Little Salty stops dead as we're jaywalking across 200 West and exclaims, "Look, Nakedjen, this would be the perfect spot for a naked photo! Especially right now. The light is perfect."
I stop short with him, because there actually is no traffic, follow his gaze down the long, extra wide road that seems to travel all the way to the blinking promise of Las Vegas and say to him, "You're right. It would be perfect. It's too bad we left the camera at home!"
"We have your cellphone. Do you want me to take a photo for Friday?," he implores. I know, in my heart, he is really hoping that I am going to hand over my phone, start to disrobe and beg him to please take the photo. I also know that it will absolutely freak him out if I do that. That while his eyes get as big as saucers, he'll shake and not be able to take a photo at all and it will be a story he tells until he's as old as his father is now.
"As much as I'd love to do that, we'll be late for the film. We need to go get dinner! I'm starving, aren't you starving?! But I love you for offering and I love you for noticing that the light was perfect and I love you for knowing that bodies are just bodies and they all need to be celebrated!"
His face lights up and he says, "I can always take it another time for you, Nakedjen. It is just a body!"
Yes, it is, Little Salty. Yes, it is.
This is my new life. I share it with this child, an eight year old boy, who is endlessly curious and always asking questions. He introduces me to all his friends as Nakedjen and he understands that I am naked on the Internet. He explains to his friends that I am a real naked fairy, that I make magic happen and that they probably shouldn't look for my blog on the Internet because it will get them in trouble.
He is most definitely on the precipice of being a tween and finds breasts, all breasts, fascinating. Mine, especially. Perhaps, especially, because they are mine. It is hard to know, honestly. I mean this sincerely because I haven't ever been in a very real loving relationship with a man who is also the father of an eight year old boy before and this is all very new territory for me.
The role of mother was never supposed to appear on my life list.
I never wrote it there.
I am not at all certain, truthfully, that I might have created Nakedjen in the way that it exists here if I knew then that I would one day be the sometimes *mother* of a wildly curious eight year old boy. The truth is, though, that arriving in this place, where I find myself sharing all of my life with him, and with his father, has not made me feel that I need to edit or erase anything already that exists here. My only real worry, if there is any worry at all, is that kids can be cruel and that his friends at school will also find this website and may tease him that his father's partner actually really is NAKED on the internet.
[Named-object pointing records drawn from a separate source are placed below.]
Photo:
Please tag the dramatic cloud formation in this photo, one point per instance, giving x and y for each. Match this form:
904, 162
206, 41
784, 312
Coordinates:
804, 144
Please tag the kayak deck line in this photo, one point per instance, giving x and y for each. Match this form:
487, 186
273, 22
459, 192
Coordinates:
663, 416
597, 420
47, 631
Which brings us back to all the conversations at our home.
I am, as we all know, Nakedjen.
Bodies are celebrated. We discuss them. A lot.
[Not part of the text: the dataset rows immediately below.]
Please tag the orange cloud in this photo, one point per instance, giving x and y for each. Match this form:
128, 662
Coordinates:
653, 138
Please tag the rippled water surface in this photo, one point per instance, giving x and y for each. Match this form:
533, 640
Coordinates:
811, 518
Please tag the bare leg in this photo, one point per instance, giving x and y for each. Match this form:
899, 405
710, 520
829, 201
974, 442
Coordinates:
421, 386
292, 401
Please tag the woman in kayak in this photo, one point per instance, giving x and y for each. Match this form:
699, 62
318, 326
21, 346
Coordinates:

I'm not sitting around naked at the house, but it isn't a large house and I'm not worrying about if the boys *see* me naked, either. I'm doing my best to encourage a healthy attitude around here. The same one that I encourage here on my blog. We all have these incredible, beautiful, lovely bodies that are gifts and need to be celebrated. Mine has different parts than the boys, but there's no shame in loving all our bodies. Little Salty is curious and it is far better to help him sort out his curiousity than to make him feel confused or angry or ashamed about it.
We're walking out of the theatre after seeing a Sundance film screening of THE CRASH REEL and Little Salty takes my hand. "Nakedjen, how many times have you crashed your head?"
"Six times, but three of them were truly traumatic."
"Why didn't you wear a helmet after the first one?"
"No one really told me I needed to wear a helmet, Little Salty. And you know, I like to live my life a bit dangerously."
He squeezes my hand tightly and looks up into my face with his big blue eyes. "I'm never going to let you not wear a helmet. You have to. For me and for my dad. You have to live to be 136. You have to always be here."
Mother wasn't on my life list.
Now it is.
I do always have to be here.
Right here.
With his small hand entwined in mine and my professor's heart wrapped all the way around us both.